# Feedforward Network
---
one-direction\
1. Input Layer: Each neuron represents a feature of the input data.
2. Hidden Layer(s): are responsible for learning the complex patterns in the data. Each neuron applies a weighted sum of inputs followed by a non-linear activation function to introduce non-linearity into the network enabling it to learn and model complex data patterns. 
3. Output Layer: Each neuron represents a class in classification or a prediction in regression.

At a high level, neural network layers are categorized as input, hidden, and output layers. The input layer receives the data, the output layer produces task-specific predictions, and the hidden layer(s) learn representations — this is a broad category that includes many specialized layer types such as dense (fully connected), convolutional, recurrent, pooling, normalization, dropout, and attention.

# Training a FNN
Basically adjusting the weights of the neurons to minimize the error between the predicted output and the actual output. This process is typically performed using backpropagation and gradient descent.\
1. **Forward Propagatin**: the input data passes through the network and the output is calculated.
2. **Loss Calculation**: MSE for regression, cross-entropy for classification.
3. **Backpropagation**: the error is propagated back through the network to update the weights. The gradient of the loss function with respect to each weights is calculated and the weights are adjusted using gradient descent.

## Forward pass

The forward pass computes predictions from inputs using the model's current weights.

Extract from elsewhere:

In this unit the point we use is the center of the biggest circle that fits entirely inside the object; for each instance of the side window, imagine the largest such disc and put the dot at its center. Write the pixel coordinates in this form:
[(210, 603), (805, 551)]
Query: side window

For a dense layer:

$$z = W x + b, \quad a = \phi(z)$$

Each layer's output becomes the next layer's input; the final layer produces $y_{pred}$. The forward pass alone does not update weights — weight updates occur during backpropagation after computing the loss.

In [None]:
# Minimal NumPy demo: single dense layer forward + manual backward (MSE)
import numpy as np
np.random.seed(0)
# batch_size=3, input_dim=4, output_dim=2
x = np.random.randn(3, 4)
W = np.random.randn(2, 4)
b = np.random.randn(2)
# targets (one-hot-like for simplicity)
y_true = np.array([[1, 0], [0, 1], [1, 0]])
# Forward: z = x W^T + b (identity activation)
z = x.dot(W.T) + b
y_pred = z
# Mean squared error (average over batch): 1/N * 0.5 * sum||y_pred - y_true||^2
loss = np.mean(0.5 * np.sum((y_pred - y_true)**2, axis=1))
print('Loss before update:', loss)
# Backward: gradients wrt outputs, weights, biases (batch-averaged)
dL_dy = (y_pred - y_true) / x.shape[0]  # shape (3,2)
dW = dL_dy.T.dot(x)  # shape (2,4)
db = np.sum(dL_dy, axis=0)  # shape (2,)
# Gradient step (SGD)
lr = 0.1
W -= lr * dW
b -= lr * db
# Forward again to see loss decrease
z2 = x.dot(W.T) + b
y_pred2 = z2
loss2 = np.mean(0.5 * np.sum((y_pred2 - y_true)**2, axis=1))
print('Loss after one SGD step:', loss2)

## Backpropagation

Backpropagation computes gradients of the loss with respect to each parameter using the chain rule and the values cached during the forward pass, then the optimizer uses those gradients to update weights.

. Typical steps:

1. Compute the loss $L$ from predictions and targets.
2. Compute output-layer error:\
  $\delta^L = \partial L / \partial z^L = (\partial L / \partial a^L) \odot \phi'(z^L)$.
3. Backpropagate errors layer-by-layer:\
  $\delta^{l} = (W^{l+1})^T \delta^{l+1} \odot \phi'(z^l)$.
4. Compute gradients:\
$\partial L / \partial W^l = \delta^l (a^{l-1})^T$,\ $\partial L / \partial b^l = \sum_{batch} \delta^l$.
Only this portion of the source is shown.